FIG. 10 is a cross-sectional view of a portion of a semiconductor wafer at a processing step subsequent to that shown in FIG. 9;

FIG. 11 is a cross-sectional view of a portion of a semiconductor wafer at a processing step subsequent to that shown in FIG. 10;

FIG. 12 is a cross-sectional view of a portion of a semiconductor wafer at a processing step subsequent to that shown in FIG. 11;

FIG. 13 is a cross-sectional view of a portion of a semiconductor wafer at a processing step subsequent to that shown in FIG. 12;

FIG. 14 is a cross-sectional view of a portion of a semiconductor wafer at a processing step subsequent to that shown in FIG. 13;

FIG. 15 is a cross-sectional view of a portion of a semiconductor wafer at a processing step subsequent to that shown in FIG. 14;

FIG. 16 is a cross-sectional view of a portion of a semiconductor wafer at a processing step subsequent to that shown in FIG. 15;

FIG. 17 is a cross-sectional view of a portion of an alternate semiconductor wafer;

FIG. 18 is a cross-sectional view of a portion of an alternate semiconductor wafer;

FIG. 19 illustrates a pair of complementary digit lines of the memory of FIG. 1;

FIG. 20 illustrates a pair of complementary digit lines and reference cells of an embodiment of the memory of FIG. 1;

FIG. 21 is a simplified timing diagram of operation of an embodiment of the memory of FIG. 20;

FIG. 22 is another simplified timing diagram of operation of an embodiment of the memory of FIG. 20;

FIG. 23 illustrates a pair of complementary digit lines and bias circuitry of an embodiment of the memory of FIG. 1;

FIG. 24 is a simplified timing diagram of operation of an embodiment of the memory of FIG. 23; and

FIG. 25 illustrates a pair of complementary digit lines and with isolated sense amplifier of an embodiment of the memory of FIG. 1.

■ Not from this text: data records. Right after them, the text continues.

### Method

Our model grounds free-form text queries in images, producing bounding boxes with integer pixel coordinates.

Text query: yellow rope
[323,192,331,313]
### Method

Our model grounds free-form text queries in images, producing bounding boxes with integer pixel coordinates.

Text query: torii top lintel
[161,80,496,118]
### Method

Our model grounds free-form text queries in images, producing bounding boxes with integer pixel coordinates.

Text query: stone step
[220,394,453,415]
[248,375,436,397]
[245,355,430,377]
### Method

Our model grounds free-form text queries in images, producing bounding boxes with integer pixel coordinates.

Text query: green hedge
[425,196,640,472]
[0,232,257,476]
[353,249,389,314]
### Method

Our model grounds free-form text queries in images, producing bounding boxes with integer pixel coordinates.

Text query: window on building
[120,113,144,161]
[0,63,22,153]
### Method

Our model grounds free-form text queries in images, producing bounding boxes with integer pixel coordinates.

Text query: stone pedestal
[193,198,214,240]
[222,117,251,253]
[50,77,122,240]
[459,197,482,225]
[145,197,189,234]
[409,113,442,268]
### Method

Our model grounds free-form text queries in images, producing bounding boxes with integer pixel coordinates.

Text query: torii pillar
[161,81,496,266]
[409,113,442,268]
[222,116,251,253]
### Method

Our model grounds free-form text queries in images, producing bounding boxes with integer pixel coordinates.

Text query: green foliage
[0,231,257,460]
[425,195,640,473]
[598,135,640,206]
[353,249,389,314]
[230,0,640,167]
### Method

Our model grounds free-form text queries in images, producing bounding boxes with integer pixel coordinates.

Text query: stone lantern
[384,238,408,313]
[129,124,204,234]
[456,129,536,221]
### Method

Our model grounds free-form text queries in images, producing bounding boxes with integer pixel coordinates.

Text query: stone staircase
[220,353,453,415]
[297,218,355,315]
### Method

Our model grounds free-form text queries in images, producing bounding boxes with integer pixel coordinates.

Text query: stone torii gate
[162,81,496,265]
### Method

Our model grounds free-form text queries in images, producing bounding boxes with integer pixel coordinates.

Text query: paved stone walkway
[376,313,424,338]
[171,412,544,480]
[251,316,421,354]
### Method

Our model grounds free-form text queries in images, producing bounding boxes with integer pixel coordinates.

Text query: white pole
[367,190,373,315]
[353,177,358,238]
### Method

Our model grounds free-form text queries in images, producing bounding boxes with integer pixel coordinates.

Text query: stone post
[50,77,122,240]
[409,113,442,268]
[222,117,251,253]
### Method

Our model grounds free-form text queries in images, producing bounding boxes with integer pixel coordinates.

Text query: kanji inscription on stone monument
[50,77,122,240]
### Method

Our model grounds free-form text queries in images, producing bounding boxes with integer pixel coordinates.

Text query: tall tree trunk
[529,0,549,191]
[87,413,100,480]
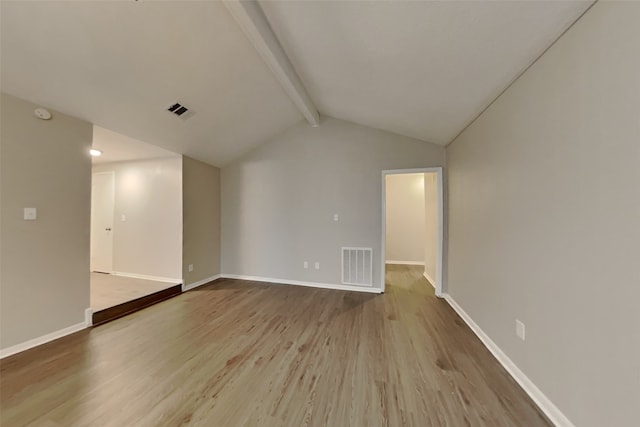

In the following detailed description of the invention, reference is made to the accompanying drawings that form a part hereof, and in which is shown, by way of illustration, specific embodiments in which the invention may be practiced. In the drawings, like numerals describe substantially similar components throughout the several views. These embodiments are described in sufficient detail to enable those skilled in the art to practice the invention. Other embodiments may be utilized and structural, logical, and electrical changes may be made without departing from the scope of the present invention. The terms wafer and substrate used in the following description include any structure having an exposed surface with which to form the integrated circuit (IC) structure of the invention. The term substrate is understood to include semiconductor wafers. The term substrate is also used to refer to semiconductor structures during processing, and may include other layers that have been fabricated thereupon. Both wafer and substrate include doped and undoped semiconductors, epitaxial semiconductor layers supported by a base semiconductor or insulator, as well as other semiconductor structures well known to one skilled in the art. The term conductor is understood to include semiconductors, and the term insulator is defined to include any material that is less electrically conductive than the materials referred to as conductors. The following detailed description is, therefore, not to be taken in a limiting sense, and the scope of the present invention is defined only by the appended claims, along with the full scope of equivalents to which such claims are entitled.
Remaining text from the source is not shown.